They assessed 314,998 middle-aged and older adults living in the UK over a mean 12.3-year follow-up, 1916 of whom developed new-onset Parkinson’s disease. The risk for Parkinson’s disease increased 26% among the 135,885 (43.1%) individuals diagnosed with prefrailty who met up to two of the five criteria for the Fried frailty phenotype of weight loss, exhaustion, low physical activity, slow walking speed and low grip strength, and by 87% among those diagnosed with frailty who met three or more phenotype criteria.

“We adopted the frailty phenotype to assess physical frailty instead of the frailty index or frailty scale, which is more clinically practical and the most frequently used epidemiological measure”, the investigators explain.

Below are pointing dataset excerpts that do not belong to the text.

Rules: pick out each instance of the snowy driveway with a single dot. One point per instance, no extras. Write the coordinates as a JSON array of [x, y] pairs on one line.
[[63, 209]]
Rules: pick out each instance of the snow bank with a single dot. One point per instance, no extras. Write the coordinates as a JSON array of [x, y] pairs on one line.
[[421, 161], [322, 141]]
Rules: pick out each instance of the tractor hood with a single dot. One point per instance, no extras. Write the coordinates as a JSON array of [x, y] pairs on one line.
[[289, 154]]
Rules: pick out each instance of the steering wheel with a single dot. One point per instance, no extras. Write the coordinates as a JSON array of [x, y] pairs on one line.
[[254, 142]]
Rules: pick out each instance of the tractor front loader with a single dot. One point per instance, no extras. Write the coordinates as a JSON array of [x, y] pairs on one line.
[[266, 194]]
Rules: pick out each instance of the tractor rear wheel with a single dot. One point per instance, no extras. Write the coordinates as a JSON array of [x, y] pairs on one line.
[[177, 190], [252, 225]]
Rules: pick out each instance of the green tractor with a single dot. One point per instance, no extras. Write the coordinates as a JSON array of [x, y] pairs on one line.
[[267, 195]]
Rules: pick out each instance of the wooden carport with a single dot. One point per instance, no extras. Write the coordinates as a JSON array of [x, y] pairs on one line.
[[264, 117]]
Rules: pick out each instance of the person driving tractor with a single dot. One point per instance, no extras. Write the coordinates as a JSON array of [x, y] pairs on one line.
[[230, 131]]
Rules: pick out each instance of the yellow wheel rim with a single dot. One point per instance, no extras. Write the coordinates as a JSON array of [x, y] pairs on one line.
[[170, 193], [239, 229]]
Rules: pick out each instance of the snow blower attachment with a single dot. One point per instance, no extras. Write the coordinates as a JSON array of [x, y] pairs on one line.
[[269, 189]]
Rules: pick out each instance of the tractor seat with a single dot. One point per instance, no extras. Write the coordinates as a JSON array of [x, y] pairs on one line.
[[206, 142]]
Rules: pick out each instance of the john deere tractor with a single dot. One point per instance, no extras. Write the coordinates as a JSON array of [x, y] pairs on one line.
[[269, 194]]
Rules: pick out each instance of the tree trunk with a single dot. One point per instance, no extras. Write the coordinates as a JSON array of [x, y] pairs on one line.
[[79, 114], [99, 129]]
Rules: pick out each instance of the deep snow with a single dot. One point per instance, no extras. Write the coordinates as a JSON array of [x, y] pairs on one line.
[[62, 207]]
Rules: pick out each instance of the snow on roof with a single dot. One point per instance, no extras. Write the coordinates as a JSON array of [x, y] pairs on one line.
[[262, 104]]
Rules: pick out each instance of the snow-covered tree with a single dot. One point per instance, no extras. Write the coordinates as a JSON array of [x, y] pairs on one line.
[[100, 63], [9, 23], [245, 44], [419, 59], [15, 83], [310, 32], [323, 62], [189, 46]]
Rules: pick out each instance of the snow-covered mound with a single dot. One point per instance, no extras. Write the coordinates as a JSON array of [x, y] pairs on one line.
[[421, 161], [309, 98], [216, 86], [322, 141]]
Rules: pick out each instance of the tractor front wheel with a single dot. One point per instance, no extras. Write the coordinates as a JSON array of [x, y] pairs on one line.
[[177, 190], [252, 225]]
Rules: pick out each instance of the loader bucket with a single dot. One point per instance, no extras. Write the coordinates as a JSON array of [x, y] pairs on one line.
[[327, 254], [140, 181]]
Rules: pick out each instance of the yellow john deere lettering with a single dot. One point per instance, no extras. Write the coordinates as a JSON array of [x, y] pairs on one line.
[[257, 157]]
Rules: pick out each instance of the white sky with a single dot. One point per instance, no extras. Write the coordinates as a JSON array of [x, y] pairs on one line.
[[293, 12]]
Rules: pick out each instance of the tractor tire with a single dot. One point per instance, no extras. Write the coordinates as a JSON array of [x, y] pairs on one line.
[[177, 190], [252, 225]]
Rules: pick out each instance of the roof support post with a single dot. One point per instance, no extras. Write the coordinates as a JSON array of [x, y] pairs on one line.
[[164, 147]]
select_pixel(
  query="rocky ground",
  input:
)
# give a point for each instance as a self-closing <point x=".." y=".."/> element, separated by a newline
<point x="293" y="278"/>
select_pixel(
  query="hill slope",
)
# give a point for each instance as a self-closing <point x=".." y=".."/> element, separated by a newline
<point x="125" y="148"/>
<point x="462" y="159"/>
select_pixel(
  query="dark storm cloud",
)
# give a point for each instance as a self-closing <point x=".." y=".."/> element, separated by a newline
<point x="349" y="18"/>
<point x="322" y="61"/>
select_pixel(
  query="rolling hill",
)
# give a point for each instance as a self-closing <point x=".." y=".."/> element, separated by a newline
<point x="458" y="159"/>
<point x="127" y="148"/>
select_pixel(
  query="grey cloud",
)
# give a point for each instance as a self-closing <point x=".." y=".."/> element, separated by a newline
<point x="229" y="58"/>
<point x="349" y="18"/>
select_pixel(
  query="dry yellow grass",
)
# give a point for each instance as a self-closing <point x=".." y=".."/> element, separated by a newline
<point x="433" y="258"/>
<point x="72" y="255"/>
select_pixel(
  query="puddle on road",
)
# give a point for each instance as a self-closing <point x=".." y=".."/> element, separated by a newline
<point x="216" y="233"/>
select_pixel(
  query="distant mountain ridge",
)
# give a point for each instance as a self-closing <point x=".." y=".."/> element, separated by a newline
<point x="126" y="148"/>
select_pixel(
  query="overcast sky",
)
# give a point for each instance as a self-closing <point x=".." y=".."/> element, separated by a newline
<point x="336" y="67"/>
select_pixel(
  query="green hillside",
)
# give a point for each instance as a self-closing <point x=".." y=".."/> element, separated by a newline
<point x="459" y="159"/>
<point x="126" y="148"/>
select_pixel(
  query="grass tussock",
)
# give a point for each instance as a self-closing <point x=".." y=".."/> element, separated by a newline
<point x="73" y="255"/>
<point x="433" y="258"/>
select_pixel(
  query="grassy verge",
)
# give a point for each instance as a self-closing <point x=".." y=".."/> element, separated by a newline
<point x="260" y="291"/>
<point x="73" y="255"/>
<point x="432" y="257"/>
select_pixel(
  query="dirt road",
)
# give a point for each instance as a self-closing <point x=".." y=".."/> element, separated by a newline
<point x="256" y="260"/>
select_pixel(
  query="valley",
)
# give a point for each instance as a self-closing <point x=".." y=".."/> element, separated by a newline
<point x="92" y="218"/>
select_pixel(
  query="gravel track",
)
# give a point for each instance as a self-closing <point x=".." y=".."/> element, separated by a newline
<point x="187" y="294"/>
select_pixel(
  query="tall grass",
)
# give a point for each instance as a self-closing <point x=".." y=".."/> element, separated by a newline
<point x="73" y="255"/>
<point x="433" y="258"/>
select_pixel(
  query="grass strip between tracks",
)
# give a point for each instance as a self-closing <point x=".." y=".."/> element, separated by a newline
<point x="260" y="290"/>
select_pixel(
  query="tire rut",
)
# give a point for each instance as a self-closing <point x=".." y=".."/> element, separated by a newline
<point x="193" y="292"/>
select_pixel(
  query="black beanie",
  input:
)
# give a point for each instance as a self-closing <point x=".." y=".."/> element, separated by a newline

They add that all the phenotype criteria were significantly associated with incident Parkinson’s disease, except for weight loss, and there was a positive association between the risk for Parkinson’s disease and the accumulation of frailty components, with the risk increasing by 21% with each additional component.

People with prefrailty or frailty were more likely than those without to be older, female, more deprived, current smokers and have higher BMI and more long-term morbidities.

The researchers also report that an increased risk of incident Parkinson’s disease was associated with worse frailty and an increased genetic risk on the polygenic risk score (PRS). Indeed, participants with frailty who were in the highest tertile of PRS had the greatest risk of Parkinson’s disease, at a hazard ratio of 3.22, compared with nonfrail individuals in the lowest tertile of PRS. By contrast, among nonfrail individuals, the risk of Parkinson’s disease decreased by 43%, 42% and 55% among those in the lowest, intermediate and top tertiles of PRS, respectively.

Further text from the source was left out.